Edited by Jeffrey Cottrill
Failure to disclose important information
In a divorce, the parties have a
duty to fully disclose all financial and other pertinent information, whether it is
separate or marital property (assets, debts, income, or expenses) through entry of
judgment. Spouses (whether living together or separate) have a fiduciary duty to disclose
documents relevant to the parties: property, investment opportunities, inheritance, gifts,
debts, and even lottery winnings.
The mediator has a duty to
require production of all documentation such as bank statements, investment papers,
credit-card bills, payroll stubs, tax returns, etc. If at any point in time either party
refuses to disclose, the mediator must do one of the following:
- Educate the parties as to their duties under the
laws (and consequences of non-disclosure) and convince the parties to comply with
- Advise the parties to subpoena documents through
- Inform the parties concerning asset searches.
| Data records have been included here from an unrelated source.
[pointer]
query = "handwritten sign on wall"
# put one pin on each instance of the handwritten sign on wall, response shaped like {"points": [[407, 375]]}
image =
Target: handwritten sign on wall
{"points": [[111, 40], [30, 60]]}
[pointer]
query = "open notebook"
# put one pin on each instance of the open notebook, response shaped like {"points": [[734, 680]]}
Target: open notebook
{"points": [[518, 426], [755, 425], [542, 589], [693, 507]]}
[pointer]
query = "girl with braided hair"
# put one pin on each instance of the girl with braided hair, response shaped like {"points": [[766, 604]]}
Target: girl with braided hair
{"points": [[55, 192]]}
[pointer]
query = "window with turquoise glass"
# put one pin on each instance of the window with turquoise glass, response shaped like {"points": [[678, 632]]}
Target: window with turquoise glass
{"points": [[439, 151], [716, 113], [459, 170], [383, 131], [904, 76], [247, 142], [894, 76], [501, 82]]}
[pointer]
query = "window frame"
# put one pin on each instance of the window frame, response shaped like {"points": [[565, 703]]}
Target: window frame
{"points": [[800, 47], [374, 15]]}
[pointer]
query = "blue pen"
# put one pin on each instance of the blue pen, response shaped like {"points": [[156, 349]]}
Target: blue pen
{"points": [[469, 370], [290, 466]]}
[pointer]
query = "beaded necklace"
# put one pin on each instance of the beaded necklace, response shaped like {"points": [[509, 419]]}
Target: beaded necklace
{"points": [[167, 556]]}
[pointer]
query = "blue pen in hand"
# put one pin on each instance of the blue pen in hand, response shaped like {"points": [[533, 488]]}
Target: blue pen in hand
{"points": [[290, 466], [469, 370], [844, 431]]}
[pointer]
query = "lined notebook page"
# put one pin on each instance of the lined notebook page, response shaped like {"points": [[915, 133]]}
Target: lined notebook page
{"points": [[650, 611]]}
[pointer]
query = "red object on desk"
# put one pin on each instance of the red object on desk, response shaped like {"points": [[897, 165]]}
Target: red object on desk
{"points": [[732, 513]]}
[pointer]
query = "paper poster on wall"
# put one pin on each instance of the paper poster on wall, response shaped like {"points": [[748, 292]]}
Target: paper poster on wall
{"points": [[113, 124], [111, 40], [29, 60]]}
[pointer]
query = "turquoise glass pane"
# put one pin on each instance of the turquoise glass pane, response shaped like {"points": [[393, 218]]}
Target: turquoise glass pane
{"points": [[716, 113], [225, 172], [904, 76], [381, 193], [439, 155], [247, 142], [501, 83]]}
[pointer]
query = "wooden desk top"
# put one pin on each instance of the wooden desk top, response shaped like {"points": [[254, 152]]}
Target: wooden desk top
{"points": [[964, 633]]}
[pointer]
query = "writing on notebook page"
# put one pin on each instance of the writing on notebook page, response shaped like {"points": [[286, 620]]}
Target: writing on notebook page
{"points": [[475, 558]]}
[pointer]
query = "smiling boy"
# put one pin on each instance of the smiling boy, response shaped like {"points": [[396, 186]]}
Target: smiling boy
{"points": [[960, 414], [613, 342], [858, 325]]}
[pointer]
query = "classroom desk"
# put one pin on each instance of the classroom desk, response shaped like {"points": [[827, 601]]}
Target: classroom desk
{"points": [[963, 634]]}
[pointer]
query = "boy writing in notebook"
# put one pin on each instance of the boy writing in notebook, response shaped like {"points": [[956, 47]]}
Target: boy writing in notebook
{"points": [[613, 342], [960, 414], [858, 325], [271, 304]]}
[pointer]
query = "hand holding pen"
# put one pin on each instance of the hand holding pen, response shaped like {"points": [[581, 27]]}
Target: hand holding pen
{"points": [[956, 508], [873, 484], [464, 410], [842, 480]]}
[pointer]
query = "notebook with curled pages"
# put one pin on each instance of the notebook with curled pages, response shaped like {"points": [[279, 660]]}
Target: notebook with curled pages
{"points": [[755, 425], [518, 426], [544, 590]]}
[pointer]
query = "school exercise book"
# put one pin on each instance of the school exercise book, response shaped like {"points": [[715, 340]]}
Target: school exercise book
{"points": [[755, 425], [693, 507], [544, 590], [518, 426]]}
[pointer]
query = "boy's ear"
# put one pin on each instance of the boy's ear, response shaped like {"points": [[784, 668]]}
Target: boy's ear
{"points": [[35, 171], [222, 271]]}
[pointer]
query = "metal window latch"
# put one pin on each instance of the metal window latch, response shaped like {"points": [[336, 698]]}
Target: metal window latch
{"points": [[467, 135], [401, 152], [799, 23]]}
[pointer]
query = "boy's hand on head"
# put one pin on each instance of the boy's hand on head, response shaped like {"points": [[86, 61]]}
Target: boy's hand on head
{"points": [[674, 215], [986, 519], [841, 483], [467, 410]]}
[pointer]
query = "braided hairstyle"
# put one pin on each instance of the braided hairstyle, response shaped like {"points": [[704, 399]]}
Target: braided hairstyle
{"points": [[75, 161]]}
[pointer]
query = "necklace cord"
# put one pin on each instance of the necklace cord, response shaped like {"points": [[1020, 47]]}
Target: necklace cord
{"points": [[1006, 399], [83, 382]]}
- Terminate the mediation and advise the parties to
litigate to enforce their rights to full disclosure (last resort).
If the parties don't disclose
peacefully, they will be forced to reveal all information in a costly battle. In
mediation, the parties disclose in a confidential private setting. The advantage of
disclosure through mediation is that their confidential personal and business information
doesn't become public record, so privacy is protected. Since there is no privacy
protection in a litigation setting, divorcing spouses are wise to voluntarily disclose in
mediation to protect their finances and their confidential information.